The timing is not accidental. Singapore's ambitions as a regional artificial intelligence and data hub — anchored in part by the National AI Strategy 2.0 framework released in 2023 — depend on clean, reliable datasets. Duplicated or mislabelled imagery undermines the machine-learning pipelines that government agencies are increasingly using for everything from flat condition assessments in Queenstown and Toa Payoh to infrastructure monitoring along the Pan Island Expressway corridor. Garbage in, garbage out is not a metaphor the Smart Nation and Digital Government Office takes lightly.
How the Duplication Built Up
The roots of the problem go back to around 2015 and 2016, when multiple agencies independently accelerated their shift from paper records to digital asset management systems. The process was fast and, in many cases, siloed. A photograph of a Bishan estate block, for instance, might have been uploaded separately by a town council, by HDB's own estate management division and by a third-party contractor conducting a structural survey — each filing it under a different record identifier, none aware of the others. Over years, with resale flat listings on the HDB Resale Portal and property entries on OneMap accumulating fresh uploads without systematic deduplication, the redundancy compounded.
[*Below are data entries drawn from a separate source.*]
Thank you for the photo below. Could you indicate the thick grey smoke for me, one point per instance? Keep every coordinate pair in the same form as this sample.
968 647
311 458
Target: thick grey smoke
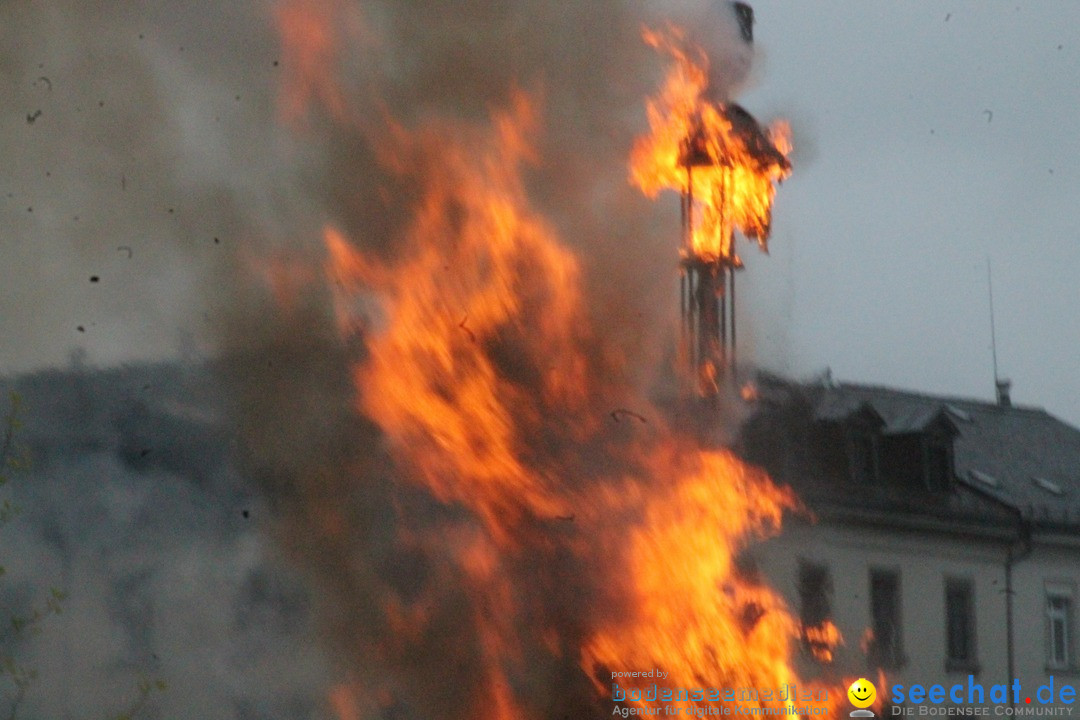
150 144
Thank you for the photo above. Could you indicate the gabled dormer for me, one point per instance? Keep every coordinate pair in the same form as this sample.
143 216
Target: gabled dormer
862 431
918 451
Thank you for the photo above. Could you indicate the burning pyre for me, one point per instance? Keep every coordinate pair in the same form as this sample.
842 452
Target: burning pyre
520 545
By the early 2020s, internal audits — details of which have not been made public — reportedly flagged that a meaningful share of image assets held across several agencies were near-identical duplicates. The problem was not merely aesthetic. Duplicate records inflate storage costs, slow search indexing and, critically, introduce inconsistencies when agencies share data. An image tagged with one set of metadata in one system and different metadata in another creates downstream errors when those records are merged or cross-referenced.
The Government Technology Agency, known as GovTech, has been the coordinating body for the remediation effort. Its Data Quality framework, which GovTech has described publicly as a pillar of Singapore's data governance posture, provides the policy scaffolding under which duplicate image replacement sits. The work is technically unglamorous — running perceptual hashing algorithms against image libraries, flagging near-matches for human review, then replacing or retiring redundant files — but the scale is significant given how many public-facing platforms are involved.
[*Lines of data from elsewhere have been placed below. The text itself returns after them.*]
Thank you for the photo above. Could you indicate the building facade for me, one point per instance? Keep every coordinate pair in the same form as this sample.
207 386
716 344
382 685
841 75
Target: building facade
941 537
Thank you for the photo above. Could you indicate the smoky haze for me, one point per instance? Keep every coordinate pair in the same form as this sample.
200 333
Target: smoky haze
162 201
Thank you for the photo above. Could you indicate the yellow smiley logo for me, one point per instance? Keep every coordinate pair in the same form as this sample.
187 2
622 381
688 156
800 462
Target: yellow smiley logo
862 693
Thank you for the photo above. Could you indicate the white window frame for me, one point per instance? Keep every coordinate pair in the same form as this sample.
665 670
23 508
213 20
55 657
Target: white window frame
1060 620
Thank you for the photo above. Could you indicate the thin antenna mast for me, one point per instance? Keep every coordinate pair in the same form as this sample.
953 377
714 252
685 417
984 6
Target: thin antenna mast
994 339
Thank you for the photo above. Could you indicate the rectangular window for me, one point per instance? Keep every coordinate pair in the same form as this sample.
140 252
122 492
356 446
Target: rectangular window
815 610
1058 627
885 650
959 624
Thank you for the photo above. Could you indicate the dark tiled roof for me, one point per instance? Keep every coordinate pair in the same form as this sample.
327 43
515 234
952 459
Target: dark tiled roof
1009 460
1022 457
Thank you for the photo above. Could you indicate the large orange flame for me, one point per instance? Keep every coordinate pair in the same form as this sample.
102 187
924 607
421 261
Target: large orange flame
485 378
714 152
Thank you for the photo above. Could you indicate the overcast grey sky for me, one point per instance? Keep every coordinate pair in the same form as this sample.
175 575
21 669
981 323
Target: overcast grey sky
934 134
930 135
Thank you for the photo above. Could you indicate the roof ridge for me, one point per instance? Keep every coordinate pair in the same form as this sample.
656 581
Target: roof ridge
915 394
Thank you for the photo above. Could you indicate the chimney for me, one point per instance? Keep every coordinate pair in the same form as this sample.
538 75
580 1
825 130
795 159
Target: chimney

What the Clean-Up Looks Like on the Ground
Citizens interacting with the HDB Resale Portal or checking property listings on OneMap may notice, over the coming months, that some estate photographs are refreshed or that older, lower-resolution images give way to current ones. In areas like Tampines and Buona Vista, where large-scale Build-To-Order projects have changed the streetscape substantially since the mid-2010s images were first filed, the visual update alone will be a meaningful accuracy improvement.
For businesses, the practical upshot is more direct. Property technology firms that licence data feeds from government sources have long complained informally that image quality and consistency across records is uneven. A cleaner image database makes automated valuation models and listing aggregators more reliable.
The effort also connects to broader cost pressures. Cloud storage is not free, and with Singapore's public sector cloud expenditure rising steadily under various digital government initiatives, eliminating redundant files carries a real, if modest, financial logic alongside the data integrity argument.
Agencies have not published a completion timeline for the full deduplication exercise, but GovTech's broader data quality initiatives are understood to be ongoing through at least the end of 2026. For residents and businesses that rely on government digital services, the practical advice is straightforward: if an image or record on a public portal looks outdated or inconsistent with what you know to be current, use the official feedback channels — HDB's e-feedback portal and OneMap's report function both accept image correction submissions — rather than assuming the record is authoritative.